« n°303 : Deux hommes heureux.
Cet homme, en dépit de sa jeunesse, est vraiment passé maître dans l'art de l'improvisation de la vie. (…)
Il fait songer à ces musiciens virtuoses de l'improvisation auxquels l'auditeur voudrait attribuer aussi une infaillibilité divine de la main en dépit du fait qu'ils font une fausse note ici ou là, comme tout mortel fait des fausses notes. Mais ils sont entraînés et inventifs, toujours prêts à intégrer immédiatement à l'organisation thématique la note la plus fortuite à laquelle les pousse une pression du doigt, un caprice, et à insuffler au hasard une belle signification et une âme. – Voici un tout autre homme : il rate au fond tout ce qu'il veut et projette (…)
Croyez-vous qu'il en soit malheureux ? Il y a longtemps qu'il a décidé pour lui-même de ne pas accorder trop d'importance à ses propres vœux et projets.

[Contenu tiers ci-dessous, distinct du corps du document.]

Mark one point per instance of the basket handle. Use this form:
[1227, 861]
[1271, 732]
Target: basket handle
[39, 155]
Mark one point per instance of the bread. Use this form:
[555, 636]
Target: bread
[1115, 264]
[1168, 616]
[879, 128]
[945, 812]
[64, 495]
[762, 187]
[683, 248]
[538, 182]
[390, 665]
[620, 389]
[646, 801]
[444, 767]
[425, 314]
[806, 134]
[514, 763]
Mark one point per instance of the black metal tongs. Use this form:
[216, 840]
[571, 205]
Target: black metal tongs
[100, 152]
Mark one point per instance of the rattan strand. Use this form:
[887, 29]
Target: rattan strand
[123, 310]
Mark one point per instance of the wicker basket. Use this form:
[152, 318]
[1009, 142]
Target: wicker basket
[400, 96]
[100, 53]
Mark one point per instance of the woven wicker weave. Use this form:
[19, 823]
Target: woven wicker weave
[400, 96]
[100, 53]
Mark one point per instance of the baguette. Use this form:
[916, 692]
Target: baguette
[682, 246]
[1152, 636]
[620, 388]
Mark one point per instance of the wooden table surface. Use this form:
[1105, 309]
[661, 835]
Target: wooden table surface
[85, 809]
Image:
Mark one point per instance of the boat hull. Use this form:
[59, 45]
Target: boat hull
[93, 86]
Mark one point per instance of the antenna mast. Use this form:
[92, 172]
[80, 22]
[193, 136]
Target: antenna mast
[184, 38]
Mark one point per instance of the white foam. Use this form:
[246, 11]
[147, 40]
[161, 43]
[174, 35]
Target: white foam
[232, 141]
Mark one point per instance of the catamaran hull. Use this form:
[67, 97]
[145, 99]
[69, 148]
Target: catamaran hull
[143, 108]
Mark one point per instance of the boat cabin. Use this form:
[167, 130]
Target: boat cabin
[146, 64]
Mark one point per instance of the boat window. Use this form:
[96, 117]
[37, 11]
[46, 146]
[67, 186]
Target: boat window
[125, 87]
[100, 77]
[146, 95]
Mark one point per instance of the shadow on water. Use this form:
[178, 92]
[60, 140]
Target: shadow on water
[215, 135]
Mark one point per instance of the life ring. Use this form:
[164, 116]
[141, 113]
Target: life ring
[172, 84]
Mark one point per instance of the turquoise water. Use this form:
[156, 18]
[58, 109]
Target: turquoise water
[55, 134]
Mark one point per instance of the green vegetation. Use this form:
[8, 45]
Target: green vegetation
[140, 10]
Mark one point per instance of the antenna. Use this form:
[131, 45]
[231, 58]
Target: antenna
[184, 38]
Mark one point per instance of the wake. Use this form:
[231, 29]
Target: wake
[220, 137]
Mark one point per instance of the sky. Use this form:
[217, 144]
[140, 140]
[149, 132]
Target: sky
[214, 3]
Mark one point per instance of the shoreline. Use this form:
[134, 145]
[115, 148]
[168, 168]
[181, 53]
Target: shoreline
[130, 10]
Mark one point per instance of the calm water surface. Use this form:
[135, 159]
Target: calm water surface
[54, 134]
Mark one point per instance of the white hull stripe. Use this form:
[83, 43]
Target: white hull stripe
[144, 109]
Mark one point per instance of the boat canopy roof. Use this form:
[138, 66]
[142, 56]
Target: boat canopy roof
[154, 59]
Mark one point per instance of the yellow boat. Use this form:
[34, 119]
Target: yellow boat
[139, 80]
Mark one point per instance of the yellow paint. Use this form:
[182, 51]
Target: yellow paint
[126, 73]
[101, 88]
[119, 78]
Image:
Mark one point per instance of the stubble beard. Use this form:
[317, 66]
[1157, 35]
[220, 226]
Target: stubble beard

''Si je ne réussis pas telle chose, se dit-il, peut être réussirai-je telle autre ; et au fond, je ne sais pas si je ne dois pas plus de reconnaissance à mon échec qu'à n'importe quelle réussite. Suis-je donc fait pour être têtu et porter des cornes de taureau ? Ce qui fait pour moi la valeur et le fruit de la vie tient à autre chose. Je connais mieux la vie pour avoir été si souvent sur le point de la perdre : et c'est justement pourquoi je possède plus, en fait de vie, que vous tous !'' »
(Friedrich Nietzsche Le Gai Savoir Quatrième livre)
Certes j'ai appris (la vie m'a appris) à relativiser l'importance de mes vœux et projets. À admettre et reconnaître mes échecs. Mais de là à leur être reconnaissante …
Pour tout dire, j'aurais préféré être du genre virtuose, capable d'improviser en duo avec le hasard et ses caprices.
Ben oui, désolée Friedrich, mais entre les deux formes de légèreté, personnellement j'aurais, si j'avais pu, choisi la plus facile.